Respondent does not come within the immunity afforded by the proviso of Rem. Rev. Stat., § 7675 [P.C. § 3470], quoted by the majority, because at the time of the accident involved in this action respondent was not "in the course of any extra-hazardous employment under this act," meaning the workmen's compensation act.

Rem. Rev. Stat., § 7674 [P.C. § 3469], enumerates extrahazardous employments, but expressly limits them to such as "are within the legislative jurisdiction of the state." Whatever jurisdiction the legislature may have exercised formerly, under the provisions of the original act, Laws of 1911, chapter 74, § 18, p. 367, over railroads or common carriers by railroad doing "interstate, foreign and intrastate commerce," that jurisdiction was definitely disclaimed by the legislature in subsequent amendatory acts in which it was expressly stated that, for specific reasons, the provisions of the original act should not apply to work performed by the employees of such railroads or common carriers in the maintenance and operation thereof or performed in the maintenance or construction of their equipment, or to employees engaged therein. See Laws of 1917, chapter 28, § 19, p. 96; Laws of 1919, chapter 67, § 1, p. 134; Laws of 1925, Ex. Ses., chapter 84, § 1, p. 98; Rem. Rev. Stat., § 7693 [P.C. § 3486].

It is true that these amendatory acts, now appearing as Rem. Rev. Stat., § 7693, quoted in the majority opinion, contain three provisos in the nature of exceptions to the general provisions of that section, but none of these provisos afford respondent immunity from liability.

The first proviso positively creates a liability in *Page 62 damages in favor of an employee of a common carrier by railroad engaged in interstate or foreign commerce and in intrastate commerce, in all cases where liability does not exist under the laws of the United States. The proviso has no relation to this case in any event, because appellant was not an employee of respondent.
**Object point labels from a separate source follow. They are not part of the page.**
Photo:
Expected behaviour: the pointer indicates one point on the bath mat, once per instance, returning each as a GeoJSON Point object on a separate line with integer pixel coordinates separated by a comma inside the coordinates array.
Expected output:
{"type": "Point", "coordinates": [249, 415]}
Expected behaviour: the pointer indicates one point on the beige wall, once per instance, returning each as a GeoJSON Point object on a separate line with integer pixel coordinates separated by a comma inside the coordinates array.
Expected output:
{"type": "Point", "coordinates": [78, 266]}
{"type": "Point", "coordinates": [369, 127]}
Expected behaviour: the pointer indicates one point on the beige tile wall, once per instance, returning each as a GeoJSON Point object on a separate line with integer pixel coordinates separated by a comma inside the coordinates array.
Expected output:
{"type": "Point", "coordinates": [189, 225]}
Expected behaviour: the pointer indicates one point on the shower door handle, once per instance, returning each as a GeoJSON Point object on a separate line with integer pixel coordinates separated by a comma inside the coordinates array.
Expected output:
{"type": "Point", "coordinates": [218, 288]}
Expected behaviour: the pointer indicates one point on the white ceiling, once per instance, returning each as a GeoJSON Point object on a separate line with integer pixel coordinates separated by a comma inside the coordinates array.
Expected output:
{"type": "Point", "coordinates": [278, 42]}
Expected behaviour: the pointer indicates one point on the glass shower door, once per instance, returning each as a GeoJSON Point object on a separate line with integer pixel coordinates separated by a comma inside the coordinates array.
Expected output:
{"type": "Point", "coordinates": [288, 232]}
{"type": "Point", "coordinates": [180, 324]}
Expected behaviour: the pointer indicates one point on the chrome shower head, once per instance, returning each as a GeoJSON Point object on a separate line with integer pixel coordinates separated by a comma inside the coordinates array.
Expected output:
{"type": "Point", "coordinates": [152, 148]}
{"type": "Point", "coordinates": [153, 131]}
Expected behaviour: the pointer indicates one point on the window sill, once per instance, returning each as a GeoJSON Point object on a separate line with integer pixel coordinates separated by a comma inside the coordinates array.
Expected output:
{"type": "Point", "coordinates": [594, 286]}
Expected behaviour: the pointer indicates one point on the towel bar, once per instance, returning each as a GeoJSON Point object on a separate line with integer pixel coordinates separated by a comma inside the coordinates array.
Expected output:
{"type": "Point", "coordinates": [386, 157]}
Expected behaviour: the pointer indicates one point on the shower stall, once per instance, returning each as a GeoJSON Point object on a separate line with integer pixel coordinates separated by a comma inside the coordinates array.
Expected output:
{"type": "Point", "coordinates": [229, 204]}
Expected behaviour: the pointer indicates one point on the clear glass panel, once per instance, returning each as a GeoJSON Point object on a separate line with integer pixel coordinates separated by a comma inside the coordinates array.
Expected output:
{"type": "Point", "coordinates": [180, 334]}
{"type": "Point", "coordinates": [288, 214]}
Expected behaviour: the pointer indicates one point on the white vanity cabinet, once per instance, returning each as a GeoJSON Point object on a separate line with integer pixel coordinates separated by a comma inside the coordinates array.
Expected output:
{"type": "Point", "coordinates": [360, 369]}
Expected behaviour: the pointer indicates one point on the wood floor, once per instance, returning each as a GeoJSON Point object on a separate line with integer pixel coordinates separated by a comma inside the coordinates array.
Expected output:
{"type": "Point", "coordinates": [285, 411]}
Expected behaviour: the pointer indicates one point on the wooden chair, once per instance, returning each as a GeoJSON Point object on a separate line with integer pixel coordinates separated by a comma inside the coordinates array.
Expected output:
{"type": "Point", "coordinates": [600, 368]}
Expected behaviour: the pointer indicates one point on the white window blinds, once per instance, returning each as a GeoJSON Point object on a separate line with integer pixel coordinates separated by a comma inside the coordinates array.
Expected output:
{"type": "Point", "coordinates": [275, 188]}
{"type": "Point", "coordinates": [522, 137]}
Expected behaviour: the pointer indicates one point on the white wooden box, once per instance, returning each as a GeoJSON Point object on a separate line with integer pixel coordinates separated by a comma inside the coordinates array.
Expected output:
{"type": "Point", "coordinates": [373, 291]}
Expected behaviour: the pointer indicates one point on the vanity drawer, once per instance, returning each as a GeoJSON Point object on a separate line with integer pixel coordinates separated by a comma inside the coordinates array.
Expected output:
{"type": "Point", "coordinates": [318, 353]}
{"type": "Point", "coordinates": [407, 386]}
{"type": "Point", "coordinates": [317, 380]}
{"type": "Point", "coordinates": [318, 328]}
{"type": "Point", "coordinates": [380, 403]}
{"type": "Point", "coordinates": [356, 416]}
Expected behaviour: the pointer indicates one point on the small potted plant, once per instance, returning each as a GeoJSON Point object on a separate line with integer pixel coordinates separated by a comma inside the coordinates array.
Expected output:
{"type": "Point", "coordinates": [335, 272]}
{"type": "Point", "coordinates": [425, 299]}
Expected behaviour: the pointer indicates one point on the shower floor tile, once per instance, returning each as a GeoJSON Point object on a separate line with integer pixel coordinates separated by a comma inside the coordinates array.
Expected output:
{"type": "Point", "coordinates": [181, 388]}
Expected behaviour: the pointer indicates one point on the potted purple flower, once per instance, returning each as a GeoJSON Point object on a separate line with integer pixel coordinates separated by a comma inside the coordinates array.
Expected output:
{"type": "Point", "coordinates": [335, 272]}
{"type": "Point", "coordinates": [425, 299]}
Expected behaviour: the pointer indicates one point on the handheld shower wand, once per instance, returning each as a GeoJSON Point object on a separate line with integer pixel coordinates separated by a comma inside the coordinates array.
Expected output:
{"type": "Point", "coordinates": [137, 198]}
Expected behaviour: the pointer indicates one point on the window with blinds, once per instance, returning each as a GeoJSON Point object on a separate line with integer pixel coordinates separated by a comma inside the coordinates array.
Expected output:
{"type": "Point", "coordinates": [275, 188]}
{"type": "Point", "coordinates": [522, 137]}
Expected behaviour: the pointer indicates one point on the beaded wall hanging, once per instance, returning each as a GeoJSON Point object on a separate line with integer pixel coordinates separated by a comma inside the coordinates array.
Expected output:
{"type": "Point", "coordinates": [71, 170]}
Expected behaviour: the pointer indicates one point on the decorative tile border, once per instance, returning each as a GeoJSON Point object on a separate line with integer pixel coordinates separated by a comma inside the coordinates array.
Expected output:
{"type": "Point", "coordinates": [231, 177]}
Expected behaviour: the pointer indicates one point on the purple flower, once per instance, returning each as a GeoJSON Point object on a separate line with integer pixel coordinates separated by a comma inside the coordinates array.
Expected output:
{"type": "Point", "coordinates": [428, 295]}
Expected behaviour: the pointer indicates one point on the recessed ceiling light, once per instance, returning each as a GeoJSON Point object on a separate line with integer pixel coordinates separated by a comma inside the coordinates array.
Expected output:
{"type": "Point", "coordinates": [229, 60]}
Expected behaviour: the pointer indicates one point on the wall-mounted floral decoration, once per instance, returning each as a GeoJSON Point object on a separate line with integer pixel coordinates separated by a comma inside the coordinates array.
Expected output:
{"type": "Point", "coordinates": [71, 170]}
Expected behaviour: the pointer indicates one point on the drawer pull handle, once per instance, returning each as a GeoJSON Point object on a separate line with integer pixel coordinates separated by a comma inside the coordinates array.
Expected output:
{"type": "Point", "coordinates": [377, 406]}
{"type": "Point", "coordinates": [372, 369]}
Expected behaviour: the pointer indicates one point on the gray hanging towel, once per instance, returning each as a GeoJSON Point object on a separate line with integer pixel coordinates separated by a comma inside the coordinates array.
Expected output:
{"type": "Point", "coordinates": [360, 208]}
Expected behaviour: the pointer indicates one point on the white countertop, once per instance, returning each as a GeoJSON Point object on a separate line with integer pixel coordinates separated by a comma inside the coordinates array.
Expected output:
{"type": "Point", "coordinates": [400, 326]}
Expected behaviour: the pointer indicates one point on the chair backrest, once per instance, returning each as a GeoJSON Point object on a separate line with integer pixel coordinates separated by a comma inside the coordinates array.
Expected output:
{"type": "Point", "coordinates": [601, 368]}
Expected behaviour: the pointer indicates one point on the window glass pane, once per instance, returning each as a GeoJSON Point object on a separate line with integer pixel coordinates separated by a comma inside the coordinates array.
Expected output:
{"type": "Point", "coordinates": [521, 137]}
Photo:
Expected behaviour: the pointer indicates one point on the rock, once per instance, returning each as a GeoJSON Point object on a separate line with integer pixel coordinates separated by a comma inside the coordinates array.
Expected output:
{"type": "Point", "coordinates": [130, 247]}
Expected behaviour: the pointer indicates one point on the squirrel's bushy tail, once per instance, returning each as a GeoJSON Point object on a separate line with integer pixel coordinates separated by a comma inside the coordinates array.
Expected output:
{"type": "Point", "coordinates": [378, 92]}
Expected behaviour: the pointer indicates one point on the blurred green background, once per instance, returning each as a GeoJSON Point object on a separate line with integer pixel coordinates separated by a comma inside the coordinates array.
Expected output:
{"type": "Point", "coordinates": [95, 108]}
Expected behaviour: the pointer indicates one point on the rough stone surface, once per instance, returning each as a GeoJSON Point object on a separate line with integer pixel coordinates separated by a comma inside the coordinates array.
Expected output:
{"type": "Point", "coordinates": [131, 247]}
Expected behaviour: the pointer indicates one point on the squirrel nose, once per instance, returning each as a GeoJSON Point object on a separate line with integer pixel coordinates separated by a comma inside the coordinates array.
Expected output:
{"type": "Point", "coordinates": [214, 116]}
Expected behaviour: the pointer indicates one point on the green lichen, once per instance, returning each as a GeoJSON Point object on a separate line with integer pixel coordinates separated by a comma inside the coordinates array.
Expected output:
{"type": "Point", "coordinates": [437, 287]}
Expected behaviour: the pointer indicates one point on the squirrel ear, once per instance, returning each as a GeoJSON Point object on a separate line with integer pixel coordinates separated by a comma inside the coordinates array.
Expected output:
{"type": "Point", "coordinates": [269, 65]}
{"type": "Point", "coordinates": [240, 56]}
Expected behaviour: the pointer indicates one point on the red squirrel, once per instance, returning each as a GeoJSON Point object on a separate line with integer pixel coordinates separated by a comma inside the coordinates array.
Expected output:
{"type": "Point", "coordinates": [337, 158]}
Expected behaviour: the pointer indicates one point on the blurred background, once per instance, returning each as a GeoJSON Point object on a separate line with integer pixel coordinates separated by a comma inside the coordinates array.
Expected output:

The second proviso has reference to an interstate common carrier by railroad which shall also be engaged in one or more intrastate enterprises or industries other than its railroad. In such case, the act still applies to the intrastate enterprise or industry (other than its railroad), provided that the pay roll of such other enterprise or industry is clearly separable and distinguishable from the pay roll of the maintenance or operation of such railroad, or of the maintenance or construction of its equipment. In the case before us, the intrastate enterprise or industry in which the respondent was engaged at the time of the accident was not one other than its railroad.

The third proviso has relation to an independent contractor engaged in performing extrahazardous work for a common carrier by railroad. Manifestly, that proviso has no application here at all.

As Rem. Rev. Stat., § 7693, now stands, therefore, respondent is excluded from its operation and, consequently, from its protection, so far as the appellant is concerned.

Aside from what I have just said by way of concurrence in the result, I am not wholly in accord with the interpretation placed by the majority upon "the idea of industrial insurance."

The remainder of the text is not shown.